The headline came catchy, but boiling. I must say that it will be about 1C. Dear 1C-nicks, you do not know how to work with transactions and do not understand what exceptions are. I came to this conclusion by looking at a large amount of code on 1C, born in the wilds of a domestic enterprise. In typical configurations, this is pretty good, but the horrendous amount of custom code is written incompetently in terms of working with the database. Have you ever seen the error "There have already been errors in this transaction"? If so, then the title of the article applies to you.
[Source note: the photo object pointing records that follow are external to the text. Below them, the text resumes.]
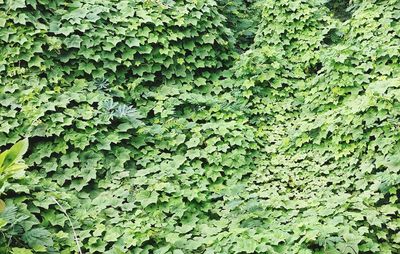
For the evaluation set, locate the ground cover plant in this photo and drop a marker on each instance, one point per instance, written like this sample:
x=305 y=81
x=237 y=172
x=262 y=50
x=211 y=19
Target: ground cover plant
x=202 y=126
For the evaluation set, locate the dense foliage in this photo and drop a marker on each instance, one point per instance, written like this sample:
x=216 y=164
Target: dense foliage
x=203 y=126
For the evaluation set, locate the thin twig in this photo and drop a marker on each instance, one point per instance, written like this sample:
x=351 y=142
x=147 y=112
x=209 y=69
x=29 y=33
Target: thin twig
x=72 y=226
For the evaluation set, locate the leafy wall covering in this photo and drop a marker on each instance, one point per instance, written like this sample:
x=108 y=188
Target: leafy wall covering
x=201 y=126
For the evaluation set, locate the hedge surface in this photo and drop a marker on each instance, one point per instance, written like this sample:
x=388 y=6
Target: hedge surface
x=202 y=126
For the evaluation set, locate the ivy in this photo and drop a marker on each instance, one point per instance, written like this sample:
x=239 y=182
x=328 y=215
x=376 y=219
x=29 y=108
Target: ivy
x=202 y=126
Let's see under the cut, finally, what are transactions and how to handle them correctly, working with 1C.
To begin with, let's see what the error is "In this transaction, errors have already occurred." This is, in fact, a very simple thing: you are trying to work with a database inside an already rolled back (canceled) transaction. For example, the CancelTransaction method was called somewhere, and you are trying to commit it.
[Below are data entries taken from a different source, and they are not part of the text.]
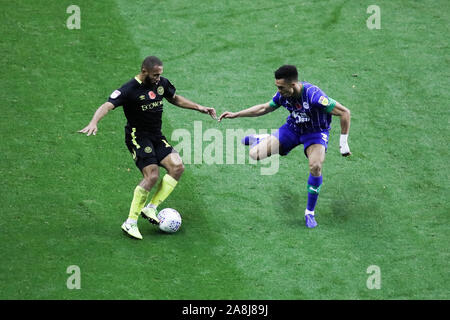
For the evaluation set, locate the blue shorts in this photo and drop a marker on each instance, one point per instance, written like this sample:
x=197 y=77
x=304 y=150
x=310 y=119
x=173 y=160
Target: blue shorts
x=289 y=139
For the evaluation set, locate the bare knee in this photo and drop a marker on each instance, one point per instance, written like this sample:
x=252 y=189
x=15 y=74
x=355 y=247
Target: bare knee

Why is that bad? Because this error tells you nothing about where the problem actually happened. When a user receives a screenshot with such text, and especially for server code that the person does not work with interactively, this ... I wanted to write a "critical error", but I thought it was a buzzword that nobody already pays attention to .... This is ass. This is a programming error. This is not a random crash. This cant, which must be redone immediately. Because when your server’s background processes get up at night and the company starts to lose money fast, then “There have already been errors in this transaction” is the last thing you want to see in the diagnostic logs.
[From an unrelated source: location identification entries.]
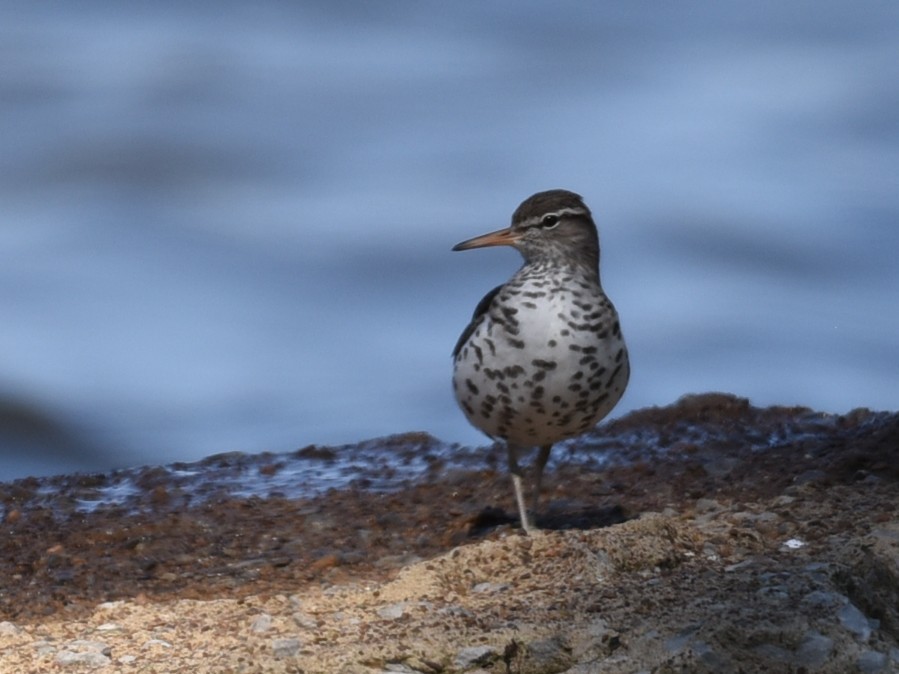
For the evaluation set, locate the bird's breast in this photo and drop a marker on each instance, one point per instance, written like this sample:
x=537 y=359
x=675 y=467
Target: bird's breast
x=547 y=361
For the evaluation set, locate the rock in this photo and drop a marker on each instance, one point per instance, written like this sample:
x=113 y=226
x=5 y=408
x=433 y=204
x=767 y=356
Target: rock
x=814 y=650
x=286 y=648
x=474 y=656
x=871 y=662
x=548 y=655
x=855 y=621
x=84 y=652
x=304 y=620
x=9 y=629
x=261 y=623
x=392 y=611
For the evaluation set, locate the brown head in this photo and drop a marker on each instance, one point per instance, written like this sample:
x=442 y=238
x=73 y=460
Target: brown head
x=553 y=227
There is, of course, the possibility that the server’s technological log (it’s included in production, right?) Will somehow help diagnose the problem, but I can’t think of an option right now - how to find the real cause of this error in it. And the real reason is one - programmer Vasya received an exception inside the transaction and decided that once - not a carabas "think, mistake, let's go further."
It is embarrassing to write about truism, but, probably, it is necessary a little. Transactions in 1C are the same as transactions in a DBMS. These are not some special "1C-s" transactions, they are transactions in a DBMS. According to the general idea of ​​transactions, they can either be executed entirely or not executed at all. All changes to database tables made within a transaction can be undone at once, as if nothing had happened.
Further, you need to understand that nested transactions are not supported in 1C. In fact, they are not supported not "in 1C", but are not supported at all. At least, those DBMS with which 1C can work. Nested transactions, for example, are not in MS SQL and Postgres. Each "nested" call to Start Transaction simply increases the transaction counter, and each call to "Commit Transaction" reduces this counter. This behavior is described in many books and articles, but the conclusions from this behavior are apparently not well understood. Strictly speaking, in SQL there is a so-called. SAVEPOINT, but 1C does not use them, and the thing is quite specific.